The Corner

Against the People

David Cameron has been widely praised for his role in pushing through a relatively (I’ll emphasize the word “relatively’) good EU budget deal last week. And to an extent, he should be. The prime minister is not the most adroit of negotiators, but this time (with a notable assist from Angela Merkel, still set on doing what she can to avoid riling up Britain’s euroskeptic hordes) he did very well.

But, as M. E. Syon points out in the (London) Spectator there’s a teeny catch:

The EU budget ‘victory’ cheers go on in the Commons, but the facts seem to have been lost in the Prime Minister’s ‘triumph’. What the cheering Tories can’t quite grasp is that all that came out of the European Council last week was an agreed position to make cuts in the EU’s long term budget. That’s all, an ‘agreed position’. It was not a deal. Under the Lisbon Treaty, there is no deal until the European Parliament agrees to one: and the Parliament is in no mood to agree any cuts in EU spending. And if the Council and the Parliament cannot reach an agreement? The Parliament would be delighted. EU spending would stay at the 2013 ceiling of well over a trillion euros, tens of billions above last week’s agreed position of €960 billion.

Martin Schulz, the German socialist who is president of the European Parliament…busy getting on with blocking the cuts, and – added personal bonus – humiliating a British Conservative. All that is needed in the parliament to overturn the agreed position is an absolute majority vote against it. The vote is planned for March, Already the four main groups in the Parliament, representing 80 percent of the votes, have come out to back Schulz. To make sure the vote is certain, the groups will put into play Rule 169 of the Parliament’s Rules of Procedure, allowing for a secret ballot: ‘When a request for a secret ballot is submitted by at least one fifth of the component Members of Parliament before voting begins, Parliament must hold such a vote.’ So it’s a dead cert if Schulz wants it, and he does.

Pause for a moment to consider the fact that this sleazy and authoritarian parliament, the poster child for the decay of democracy in Europe, has a rulebook that contains a provision allowing its members to conceal their votes from the people they purportedly represent.

Syon:

But why in secret? To stop national parliaments threatening their MEPs over how they vote. The word at the Parliament is that the secret ballot is meant in particular to protect Polish MEPs, some of whom want a bigger EU budget but fear reprisals by Donald Tusk’s Civic Platform party. Schulz’s excuse for this kind of behaviour is: ‘We are the voice of the people.’

Except that the people have no right to be told what is being done in their name. Interesting.

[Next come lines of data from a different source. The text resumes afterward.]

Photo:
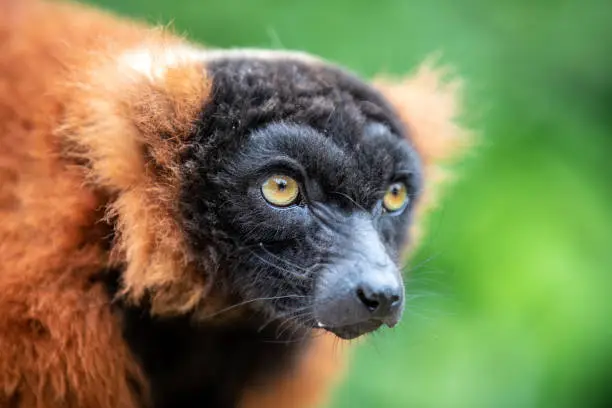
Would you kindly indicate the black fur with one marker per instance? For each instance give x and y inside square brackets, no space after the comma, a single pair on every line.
[344,145]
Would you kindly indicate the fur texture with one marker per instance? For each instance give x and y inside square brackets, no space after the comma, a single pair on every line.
[94,112]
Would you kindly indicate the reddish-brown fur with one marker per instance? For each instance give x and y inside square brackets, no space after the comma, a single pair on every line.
[76,139]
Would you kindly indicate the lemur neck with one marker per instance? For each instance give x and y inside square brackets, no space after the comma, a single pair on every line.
[200,365]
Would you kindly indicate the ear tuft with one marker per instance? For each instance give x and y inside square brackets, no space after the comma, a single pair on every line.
[429,103]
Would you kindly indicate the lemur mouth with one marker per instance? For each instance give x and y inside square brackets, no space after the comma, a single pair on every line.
[352,331]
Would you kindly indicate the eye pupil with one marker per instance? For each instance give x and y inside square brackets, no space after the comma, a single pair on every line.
[280,190]
[396,197]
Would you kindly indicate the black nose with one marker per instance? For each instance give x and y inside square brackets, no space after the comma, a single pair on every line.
[379,300]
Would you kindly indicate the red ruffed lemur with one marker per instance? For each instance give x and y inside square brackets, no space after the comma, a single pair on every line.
[188,227]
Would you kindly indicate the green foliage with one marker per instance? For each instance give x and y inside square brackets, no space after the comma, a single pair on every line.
[510,291]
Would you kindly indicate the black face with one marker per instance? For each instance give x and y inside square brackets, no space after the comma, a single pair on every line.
[301,181]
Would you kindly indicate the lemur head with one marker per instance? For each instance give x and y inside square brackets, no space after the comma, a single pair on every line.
[271,184]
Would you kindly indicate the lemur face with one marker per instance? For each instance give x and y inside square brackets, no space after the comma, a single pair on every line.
[302,180]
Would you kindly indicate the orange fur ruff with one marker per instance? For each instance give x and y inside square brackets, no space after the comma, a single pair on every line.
[80,143]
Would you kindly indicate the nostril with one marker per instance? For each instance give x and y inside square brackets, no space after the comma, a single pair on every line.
[371,304]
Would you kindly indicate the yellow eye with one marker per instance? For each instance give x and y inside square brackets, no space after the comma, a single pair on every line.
[280,191]
[396,197]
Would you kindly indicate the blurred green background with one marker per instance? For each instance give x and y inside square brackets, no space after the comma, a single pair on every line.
[511,289]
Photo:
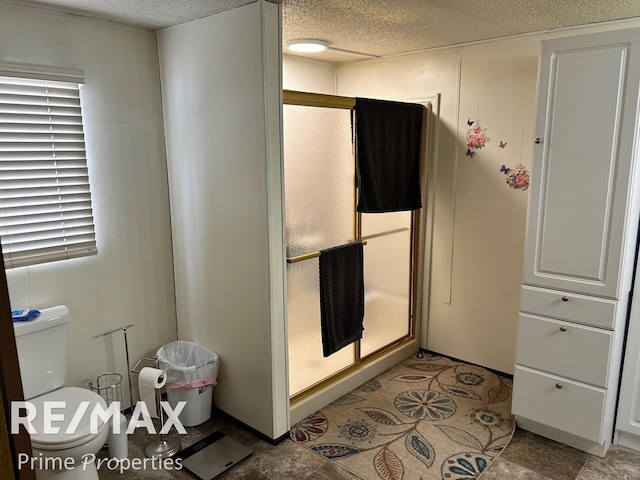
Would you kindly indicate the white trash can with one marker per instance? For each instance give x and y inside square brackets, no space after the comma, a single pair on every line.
[198,407]
[192,371]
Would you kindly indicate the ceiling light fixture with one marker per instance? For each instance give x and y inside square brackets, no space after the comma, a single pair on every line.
[308,46]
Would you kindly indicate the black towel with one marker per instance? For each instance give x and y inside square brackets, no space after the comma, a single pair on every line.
[341,296]
[388,155]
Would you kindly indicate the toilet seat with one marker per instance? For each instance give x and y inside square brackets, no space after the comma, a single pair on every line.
[72,396]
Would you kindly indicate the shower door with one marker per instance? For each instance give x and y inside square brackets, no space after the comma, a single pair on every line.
[320,200]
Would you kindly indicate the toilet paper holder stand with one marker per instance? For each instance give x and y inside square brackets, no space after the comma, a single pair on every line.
[162,447]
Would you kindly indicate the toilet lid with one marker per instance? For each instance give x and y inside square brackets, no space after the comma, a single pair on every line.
[72,397]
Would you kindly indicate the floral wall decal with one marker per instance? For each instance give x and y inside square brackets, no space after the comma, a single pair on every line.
[517,177]
[476,137]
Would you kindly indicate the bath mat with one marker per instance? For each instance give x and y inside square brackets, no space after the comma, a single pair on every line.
[424,419]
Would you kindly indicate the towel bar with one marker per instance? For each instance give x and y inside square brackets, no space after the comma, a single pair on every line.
[308,256]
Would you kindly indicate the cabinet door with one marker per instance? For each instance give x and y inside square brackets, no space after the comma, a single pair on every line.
[578,234]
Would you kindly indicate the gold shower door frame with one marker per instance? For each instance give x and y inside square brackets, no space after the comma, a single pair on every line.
[331,101]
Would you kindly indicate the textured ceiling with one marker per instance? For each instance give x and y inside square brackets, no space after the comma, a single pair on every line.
[387,27]
[374,27]
[149,14]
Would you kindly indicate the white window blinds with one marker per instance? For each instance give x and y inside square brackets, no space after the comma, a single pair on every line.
[45,202]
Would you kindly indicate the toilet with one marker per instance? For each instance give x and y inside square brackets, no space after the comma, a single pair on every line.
[42,347]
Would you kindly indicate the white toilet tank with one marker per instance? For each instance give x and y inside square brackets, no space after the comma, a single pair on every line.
[42,351]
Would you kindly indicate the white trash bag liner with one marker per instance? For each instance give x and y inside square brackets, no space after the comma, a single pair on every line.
[188,364]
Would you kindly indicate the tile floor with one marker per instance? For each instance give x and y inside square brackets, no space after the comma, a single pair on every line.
[528,456]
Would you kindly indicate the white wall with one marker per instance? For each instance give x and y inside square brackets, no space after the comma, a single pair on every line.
[479,223]
[221,84]
[307,75]
[131,278]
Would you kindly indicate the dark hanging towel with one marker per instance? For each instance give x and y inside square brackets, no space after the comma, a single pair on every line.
[341,296]
[388,155]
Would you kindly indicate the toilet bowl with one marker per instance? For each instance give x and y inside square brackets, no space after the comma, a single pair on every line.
[74,451]
[63,446]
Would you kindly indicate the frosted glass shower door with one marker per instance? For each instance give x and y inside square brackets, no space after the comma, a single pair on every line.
[319,198]
[387,258]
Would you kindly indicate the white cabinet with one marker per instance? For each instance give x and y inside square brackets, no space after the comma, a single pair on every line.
[581,238]
[628,418]
[579,225]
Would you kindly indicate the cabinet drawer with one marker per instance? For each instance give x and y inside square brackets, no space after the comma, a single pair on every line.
[574,407]
[569,306]
[564,348]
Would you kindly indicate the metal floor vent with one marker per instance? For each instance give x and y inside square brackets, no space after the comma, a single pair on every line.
[213,455]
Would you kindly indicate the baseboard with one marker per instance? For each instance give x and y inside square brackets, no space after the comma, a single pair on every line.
[628,440]
[589,446]
[262,436]
[437,354]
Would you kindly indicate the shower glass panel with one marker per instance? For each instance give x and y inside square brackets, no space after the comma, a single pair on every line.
[387,258]
[319,186]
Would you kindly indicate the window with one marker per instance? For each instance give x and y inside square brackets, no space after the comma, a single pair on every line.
[45,201]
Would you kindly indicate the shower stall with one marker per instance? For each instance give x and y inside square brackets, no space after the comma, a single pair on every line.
[320,199]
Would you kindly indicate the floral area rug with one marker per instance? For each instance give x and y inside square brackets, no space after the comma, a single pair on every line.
[424,419]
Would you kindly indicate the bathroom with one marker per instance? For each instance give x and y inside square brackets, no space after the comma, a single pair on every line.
[474,281]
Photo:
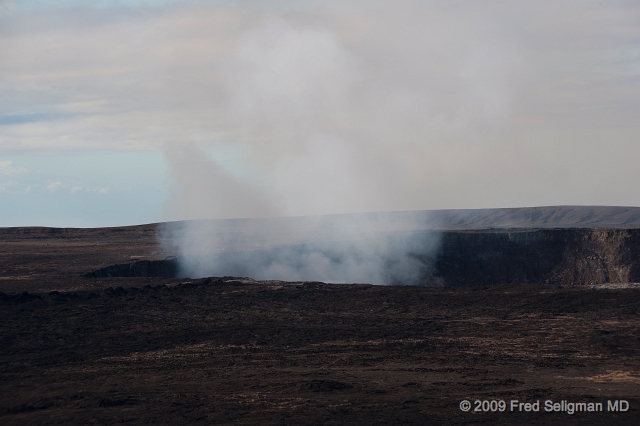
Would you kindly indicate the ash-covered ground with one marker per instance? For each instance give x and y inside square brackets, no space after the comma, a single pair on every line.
[160,350]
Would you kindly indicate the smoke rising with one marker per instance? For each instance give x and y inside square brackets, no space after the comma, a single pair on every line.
[372,248]
[331,110]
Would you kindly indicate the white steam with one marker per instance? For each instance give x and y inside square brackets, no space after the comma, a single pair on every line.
[312,125]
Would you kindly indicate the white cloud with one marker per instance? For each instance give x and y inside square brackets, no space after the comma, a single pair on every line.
[8,169]
[4,186]
[336,107]
[54,186]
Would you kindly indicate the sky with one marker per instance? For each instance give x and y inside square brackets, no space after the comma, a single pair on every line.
[127,112]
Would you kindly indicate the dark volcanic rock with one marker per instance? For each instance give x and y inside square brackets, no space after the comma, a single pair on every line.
[142,268]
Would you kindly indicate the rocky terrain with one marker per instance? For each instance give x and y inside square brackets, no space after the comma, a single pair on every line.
[527,314]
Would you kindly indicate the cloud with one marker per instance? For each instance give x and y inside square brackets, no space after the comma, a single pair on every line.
[8,169]
[329,107]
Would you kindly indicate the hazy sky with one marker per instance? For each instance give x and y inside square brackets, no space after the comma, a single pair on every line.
[124,112]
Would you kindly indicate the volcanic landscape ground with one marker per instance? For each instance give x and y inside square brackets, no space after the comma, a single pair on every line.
[147,350]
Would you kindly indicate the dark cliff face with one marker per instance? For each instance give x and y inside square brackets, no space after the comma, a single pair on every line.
[475,258]
[558,256]
[143,268]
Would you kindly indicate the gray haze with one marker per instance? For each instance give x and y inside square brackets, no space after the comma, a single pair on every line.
[279,108]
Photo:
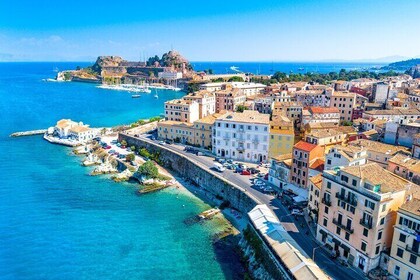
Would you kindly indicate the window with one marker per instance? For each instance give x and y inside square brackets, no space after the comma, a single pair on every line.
[370,204]
[403,237]
[347,236]
[397,270]
[383,207]
[365,232]
[363,247]
[413,259]
[400,252]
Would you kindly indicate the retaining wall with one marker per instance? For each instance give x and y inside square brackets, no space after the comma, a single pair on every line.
[188,168]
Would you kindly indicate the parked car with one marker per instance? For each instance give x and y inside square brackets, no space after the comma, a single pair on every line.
[294,206]
[268,189]
[259,183]
[219,167]
[253,170]
[297,212]
[245,172]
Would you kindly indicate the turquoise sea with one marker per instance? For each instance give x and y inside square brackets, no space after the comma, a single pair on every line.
[56,222]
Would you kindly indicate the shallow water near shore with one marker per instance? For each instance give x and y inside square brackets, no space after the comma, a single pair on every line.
[57,222]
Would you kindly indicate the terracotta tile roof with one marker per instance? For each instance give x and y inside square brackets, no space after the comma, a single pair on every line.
[378,146]
[317,164]
[374,174]
[247,116]
[413,206]
[304,146]
[323,110]
[316,180]
[408,162]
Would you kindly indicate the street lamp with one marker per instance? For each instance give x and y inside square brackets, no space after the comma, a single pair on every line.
[313,251]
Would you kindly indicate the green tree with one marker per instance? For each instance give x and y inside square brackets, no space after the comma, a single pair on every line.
[240,108]
[236,79]
[144,153]
[149,170]
[130,157]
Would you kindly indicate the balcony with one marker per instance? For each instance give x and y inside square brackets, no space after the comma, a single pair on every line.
[344,227]
[366,224]
[326,202]
[347,199]
[411,250]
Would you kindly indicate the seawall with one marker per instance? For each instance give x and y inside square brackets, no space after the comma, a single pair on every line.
[197,173]
[28,133]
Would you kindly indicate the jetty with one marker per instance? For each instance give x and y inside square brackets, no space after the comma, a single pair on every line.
[208,214]
[28,133]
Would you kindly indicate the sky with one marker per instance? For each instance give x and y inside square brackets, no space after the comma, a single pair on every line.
[275,30]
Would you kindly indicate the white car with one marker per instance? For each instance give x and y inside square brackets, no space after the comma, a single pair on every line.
[297,212]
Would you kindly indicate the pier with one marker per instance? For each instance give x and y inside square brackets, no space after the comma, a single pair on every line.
[28,133]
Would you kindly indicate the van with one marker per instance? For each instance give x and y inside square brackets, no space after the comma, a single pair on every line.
[219,167]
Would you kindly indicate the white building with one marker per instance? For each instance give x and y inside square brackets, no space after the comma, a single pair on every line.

Syon throws in a little additional background:

Among the other leaders in the Parliament lining up with Schulz are Daniel Cohn-Bendit, co-chairman of the Greens but more famous as Dany the Red of the Paris student riots of 1968. Also Guy Verhofstadt, former Belgian prime minister, now leader of the liberal group in the Parliament and founder member of the Spinelli group. The group is named after Altieri Spinelli (1907-1986) an Italian Leninist turned Stalinist whose goal in Europe was ‘the definitive abolition of the division of Europe into national sovereign states’.   The group today denounces countries which ‘cling to national sovereignties’.

As I say, this lot and their allies control 80 percent of the vote in the Parliament. Backing them are the Commission elite, who have already sent out a warning to Cameron that ‘the summit was only the first chapter of the story’.

To be fair, Spinelli broke with Stalinists over the Moscow trials in 1937, but that’s not the same as saying that he then rushed to embrace democracy.

He would be proud of his successors.